Trouver des financements pour relancer son économie à la peine est un défi de taille pour le président turc, Recep Tayyip Erdogan, qui n’aborde pas en favori l’échéance cruciale des élections (présidentielle et législatives) prévues en juin 2023.
Depuis l’invasion russe en Ukraine, le 24 février, les déficits n’ont fait que se creuser. En cause, la hausse mondiale des prix des matières premières et de l’énergie (gaz et pétrole) que la Turquie, pays le plus industrialisé de la région, importe massivement, de Russie surtout.

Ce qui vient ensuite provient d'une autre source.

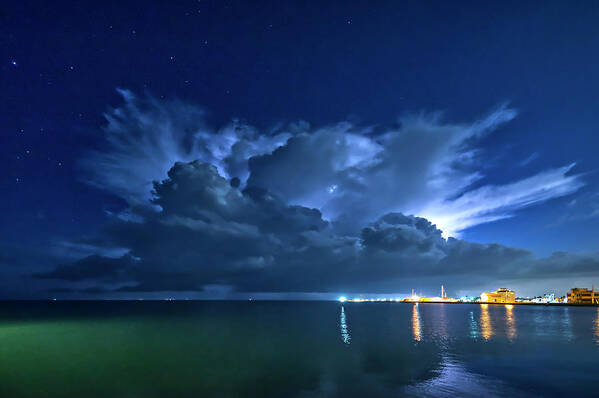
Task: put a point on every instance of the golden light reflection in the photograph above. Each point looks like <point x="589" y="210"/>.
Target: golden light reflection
<point x="510" y="322"/>
<point x="485" y="322"/>
<point x="416" y="328"/>
<point x="596" y="327"/>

Réélu régulièrement depuis vingt ans sur ses promesses de prospérité économique, le président Erdogan a désormais plusieurs épines au pied. Parmi elles figurent le déficit des comptes courants (solde des échanges commerciaux et financiers avec l’étranger), le déficit commercial chronique, l’inflation des prix à la consommation (85,5 % en octobre), tirée par une facture énergétique qui explose et par la dépréciation continue de la monnaie locale, la livre turque (LT).
« Erreurs et omissions »
Le manque de devises étrangères et le financement du déficit des comptes courants sont des problèmes récurrents de l’économie turque, qui dépend des capitaux étrangers pour se développer. Or le pays ne peut plus compter sur ceux-ci, les investissements étrangers directs étant tombés à leur plus bas niveau, soit 5,7 milliards de dollars (5,5 milliards d’euros) en 2020 contre 19 milliards en 2007, selon la Banque centrale de Turquie (BCT).
Pour combler les manques, le gouvernement a trouvé une astuce, révélée à la lecture des bilans publiés par la BCT à la mi-septembre. A la rubrique « erreurs et omissions nettes » sont comptabilisées des entrées de capitaux à l’origine non précisée mais dont les proportions sont assez conséquentes.

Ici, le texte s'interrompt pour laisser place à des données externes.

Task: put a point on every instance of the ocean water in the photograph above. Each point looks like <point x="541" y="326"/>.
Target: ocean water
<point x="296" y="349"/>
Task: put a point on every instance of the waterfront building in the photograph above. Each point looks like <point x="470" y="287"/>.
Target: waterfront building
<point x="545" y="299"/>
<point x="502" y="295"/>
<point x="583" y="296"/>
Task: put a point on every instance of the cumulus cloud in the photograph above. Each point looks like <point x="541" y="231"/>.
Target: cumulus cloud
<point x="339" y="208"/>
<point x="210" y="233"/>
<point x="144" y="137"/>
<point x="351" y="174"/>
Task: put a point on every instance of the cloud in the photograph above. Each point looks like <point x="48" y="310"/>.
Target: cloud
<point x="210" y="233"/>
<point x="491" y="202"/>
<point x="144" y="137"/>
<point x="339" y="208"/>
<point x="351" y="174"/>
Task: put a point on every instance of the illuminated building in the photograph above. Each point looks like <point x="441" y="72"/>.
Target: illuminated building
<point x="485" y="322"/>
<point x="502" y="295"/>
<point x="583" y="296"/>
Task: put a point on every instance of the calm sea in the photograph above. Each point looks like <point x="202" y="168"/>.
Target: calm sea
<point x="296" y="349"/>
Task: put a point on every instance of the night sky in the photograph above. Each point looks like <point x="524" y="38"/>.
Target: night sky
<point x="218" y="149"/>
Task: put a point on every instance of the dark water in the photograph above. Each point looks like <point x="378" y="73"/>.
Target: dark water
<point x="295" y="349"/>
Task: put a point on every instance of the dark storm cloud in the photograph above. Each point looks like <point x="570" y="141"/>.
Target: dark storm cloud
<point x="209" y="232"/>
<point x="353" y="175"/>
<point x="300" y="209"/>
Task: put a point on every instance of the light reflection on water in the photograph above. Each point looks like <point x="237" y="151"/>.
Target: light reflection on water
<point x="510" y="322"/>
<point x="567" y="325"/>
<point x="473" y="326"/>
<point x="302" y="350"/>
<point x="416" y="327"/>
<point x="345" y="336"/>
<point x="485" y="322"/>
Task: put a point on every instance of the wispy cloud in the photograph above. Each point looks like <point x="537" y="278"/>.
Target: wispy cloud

Ainsi, 5,5 milliards de dollars ont été répertoriés en juillet, ce qui porte le montant de ces mystérieuses entrées de capitaux à 24,4 milliards de dollars pour les sept premiers mois de l’année. De quoi combler une partie du déficit des comptes courants, évalué à 36,7 milliards de dollars sur les neuf premiers mois de 2022.
Une partie de ces mystérieuses entrées de capitaux s’explique par le rapatriement, tout à fait légal, de devises détenues par le secteur privé à l’étranger. Les exportateurs turcs rapatrient leurs gains en Turquie, contraints de se plier aux mesures que le gouvernement a récemment mis en place, les obligeant à convertir en LT 40 % de leurs recettes en devises.
Des chiffres hors normes
La rubrique sous laquelle ces capitaux sont répertoriés implique que leur origine sera précisée ultérieurement, quand les transferts auront été confirmés. Les données du compte courant sont calculées selon des modèles de dépenses à long terme qui peuvent être révisées par la suite. Les « erreurs et omissions nettes » devraient être une exception, n’afficher que des chiffres mineurs. Dans le cas de la Turquie, les chiffres sont hors normes.

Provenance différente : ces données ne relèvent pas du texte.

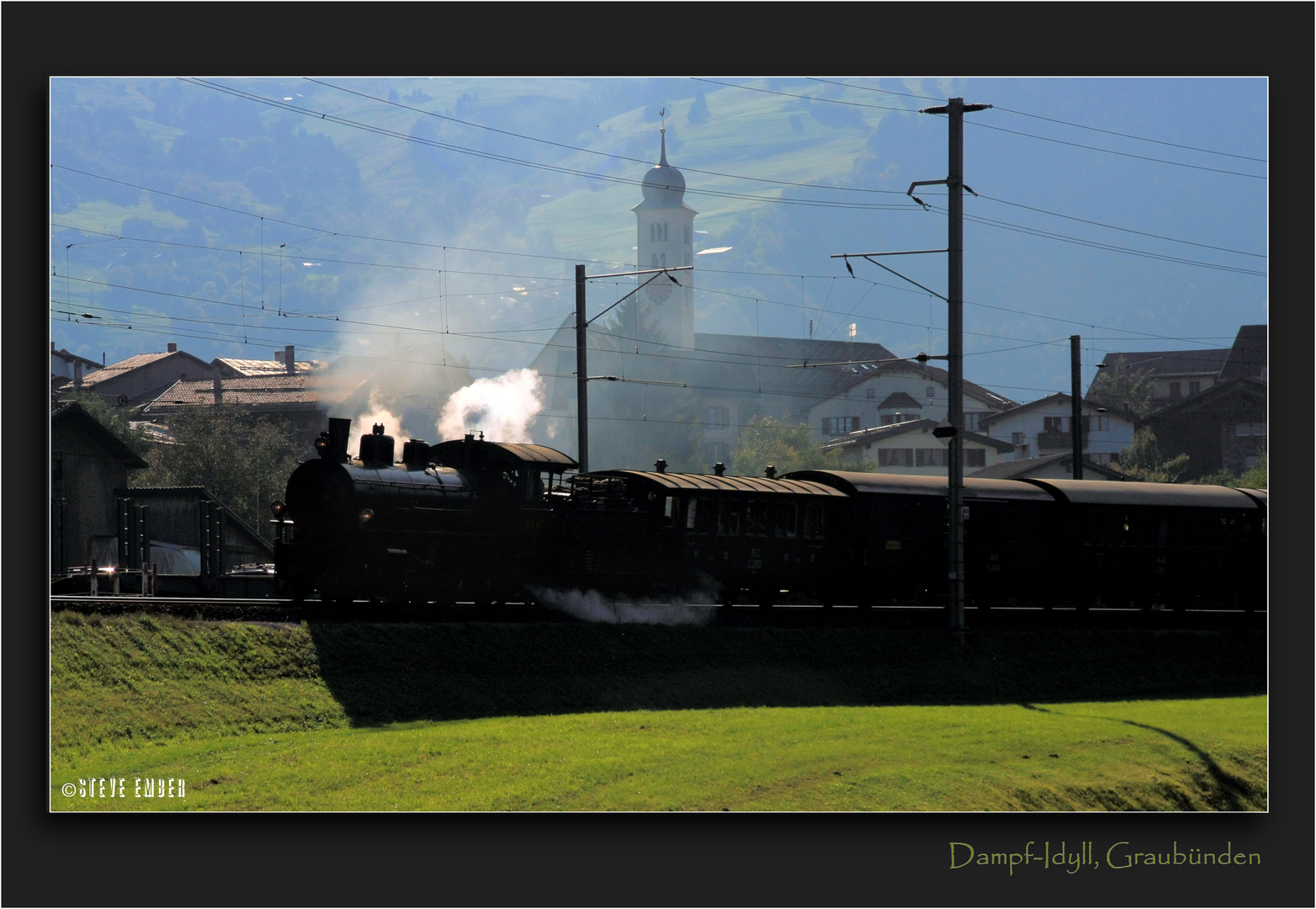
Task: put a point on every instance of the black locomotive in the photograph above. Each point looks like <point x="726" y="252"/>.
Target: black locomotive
<point x="483" y="521"/>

Seule certitude, le poids de ces entrées de capitaux d’origine inconnue n’a fait que s’accroître depuis 2018, l’année où M. Erdogan est devenu « hyper-président », assumant le rôle de président, de premier ministre, de chef des armées et aussi de grand décideur de la politique économique. « L’économie c’est moi », déclare-t-il à l’envi. Cette année-là , les entrées de capitaux à l’origine non déterminée se sont élevées à 22,7 milliards de dollars.
La crainte est de voir en Turquie cette rubrique servir de refuge aux capitaux issus de l’économie grise, bien réels mais impossibles à quantifier. En 2021, le placement du pays sur la liste grise du Groupe d’action financière, l’organisme mondial chargé de la surveillance en matière de lutte contre le blanchiment d’argent et le financement du terrorisme, ne fait que renforcer cette appréhension.